Biblia

“605. THE TOMB OF CYRUS—EZEKIEL 32:24-32”

“605. THE TOMB OF CYRUS—EZEKIEL 32:24-32”

The Tomb of Cyrus—Eze_32:24-32

Having in a former portion of this Volume given much attention to the history of Cyrus, in its connection with sacred prophecy, we cannot neglect the opportunity which is afforded by the mention of Persian sepulchers, of following the hero to his last earthly home.

It is clear that, whatever were the ordinary modes of sepulture among the Persians, their princes, and (at least in the provinces of the empire) the high satraps or grandees, had sepulchers hewn in the rock. The “sepulchers on high,” of which the Scripture speaks, were especially affected by them. Those of the better sort are found to have been placed so high up on the face of the perpendicular cliffs as to be inaccessible, without such exertion, hazard, and contrivance, as few are able or willing to exercise. Such tombs had the twofold advantage of being safer from desecration, and of exhibiting to more advantage their sculptured fronts. The Mountain of Sepulchers at Nakhsh-i-Rustam offers the most remarkable example of this practice. Here are many tombs, perhaps forming collectively, the royal sepulchers. They are excavated in an almost perpendicular cliff; about 300 yards high. They are in two rows, of which the highest are four tombs, evidently of high antiquity; while those below are of inferior workmanship and later date. The four are alike, each presenting highly sculptured fronts, and each crowned with a representation of that act of Sabean worship which has been copied in p. 125 of the present volume. Sir Robert Ker Porter obtained access to one of them by being hauled up with a rope by some active natives, who had contrived to clamber up to the ledge in front of the tomb. He found the sepulchral chamber to be thirty-four feet long and nine feet high; but it had long been despoiled of its contents. This tomb, which is in better preservation than the others, has the front charged with inscriptions, copies of which have lately been secure by the antiquarian zeal of Mr. Tasker who died of a fever brought on by the toil and exposure he encountered in taking copies of the legends, while hanging by a rope from the summit of the rock. The decipherment of these inscriptions by Colonel Rawlinson has confirmed the conjecture of Porter, that this is the tomb which Darius Hystaspis caused to be made for himself in his lifetime.
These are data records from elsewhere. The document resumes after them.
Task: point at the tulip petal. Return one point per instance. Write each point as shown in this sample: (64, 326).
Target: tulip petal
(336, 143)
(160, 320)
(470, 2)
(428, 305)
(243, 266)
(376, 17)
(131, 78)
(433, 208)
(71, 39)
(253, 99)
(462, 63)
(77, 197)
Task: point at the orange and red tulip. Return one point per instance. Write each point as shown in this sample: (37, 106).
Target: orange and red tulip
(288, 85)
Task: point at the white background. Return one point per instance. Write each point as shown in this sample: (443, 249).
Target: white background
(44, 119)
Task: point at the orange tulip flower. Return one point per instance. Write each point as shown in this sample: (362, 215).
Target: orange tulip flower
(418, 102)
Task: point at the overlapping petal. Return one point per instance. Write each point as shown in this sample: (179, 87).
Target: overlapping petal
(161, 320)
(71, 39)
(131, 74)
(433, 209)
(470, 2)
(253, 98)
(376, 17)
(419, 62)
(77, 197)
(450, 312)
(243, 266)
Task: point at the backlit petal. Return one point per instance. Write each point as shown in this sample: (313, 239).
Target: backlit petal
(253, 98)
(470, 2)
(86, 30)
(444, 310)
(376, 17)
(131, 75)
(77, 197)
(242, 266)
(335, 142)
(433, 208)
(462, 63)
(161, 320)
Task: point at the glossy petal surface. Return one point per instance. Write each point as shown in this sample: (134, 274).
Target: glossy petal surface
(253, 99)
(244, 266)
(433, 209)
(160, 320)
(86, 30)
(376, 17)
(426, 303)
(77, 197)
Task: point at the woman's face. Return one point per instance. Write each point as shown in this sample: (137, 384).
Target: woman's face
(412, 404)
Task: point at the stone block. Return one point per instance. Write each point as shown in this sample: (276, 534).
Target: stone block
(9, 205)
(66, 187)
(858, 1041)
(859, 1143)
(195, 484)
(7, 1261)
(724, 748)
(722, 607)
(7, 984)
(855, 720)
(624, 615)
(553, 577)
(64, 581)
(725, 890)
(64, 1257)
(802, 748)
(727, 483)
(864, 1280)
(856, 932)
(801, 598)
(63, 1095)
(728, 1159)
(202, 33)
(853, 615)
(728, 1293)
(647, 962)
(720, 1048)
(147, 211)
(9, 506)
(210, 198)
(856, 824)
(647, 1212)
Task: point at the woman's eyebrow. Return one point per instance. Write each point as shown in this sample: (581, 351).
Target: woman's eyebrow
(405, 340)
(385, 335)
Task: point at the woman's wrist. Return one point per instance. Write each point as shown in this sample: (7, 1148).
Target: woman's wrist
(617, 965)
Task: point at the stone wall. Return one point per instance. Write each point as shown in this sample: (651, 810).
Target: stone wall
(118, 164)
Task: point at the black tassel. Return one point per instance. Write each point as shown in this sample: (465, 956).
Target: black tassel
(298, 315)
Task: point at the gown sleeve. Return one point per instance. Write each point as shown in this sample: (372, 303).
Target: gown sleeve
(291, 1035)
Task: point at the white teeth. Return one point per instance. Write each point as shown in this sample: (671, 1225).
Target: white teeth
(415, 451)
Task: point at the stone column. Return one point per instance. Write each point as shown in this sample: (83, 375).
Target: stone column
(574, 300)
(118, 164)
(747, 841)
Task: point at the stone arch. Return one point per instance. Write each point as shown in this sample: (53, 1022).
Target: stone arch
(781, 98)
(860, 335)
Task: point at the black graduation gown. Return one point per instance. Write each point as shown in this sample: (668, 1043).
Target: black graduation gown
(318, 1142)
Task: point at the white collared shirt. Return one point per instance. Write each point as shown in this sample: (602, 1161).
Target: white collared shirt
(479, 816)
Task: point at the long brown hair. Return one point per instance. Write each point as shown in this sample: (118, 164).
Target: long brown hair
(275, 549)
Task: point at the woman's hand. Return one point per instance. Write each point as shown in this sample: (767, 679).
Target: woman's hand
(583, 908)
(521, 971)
The tomb of Cyrus was of a different and more distinguished character. It was not excavated in the rock, but built solidly as a rock. A description of it is furnished by Arrian, from the account of an eye-witness, one Aristobulus—“The tomb of Cyrus was in the royal paradise at Pasargada, having around it a grove of various trees with abundance of water, and rich grass in the meadow. The tomb was below of a quadrangular shape, built of freestone. On this was a house of stone, with a roof. The door that leads into it is so narrow that a man of average height can with difficulty get in. Inside was a golden sarcophagus, in which the body of Cyrus was laid. Near it was a couch with golden feet; and the coverings were Babylonian carpets, and costly cloths of various colors, the manufacture of Babylon and Media. There were also chains, cimeters, and ornaments of gold and precious stones. Close by was a small house for the magi, to whom, since the time of Cambyses (the son of Cyrus), the care of the tomb had been entrusted, and had so continued from fathers to sons. On the tomb was engraved in Persian, an inscription to the effect, ‘O man, I am Cyrus, who gave the empire to the Persians, and was lord of all Asia; therefore, grudge me not my sepulchre.’”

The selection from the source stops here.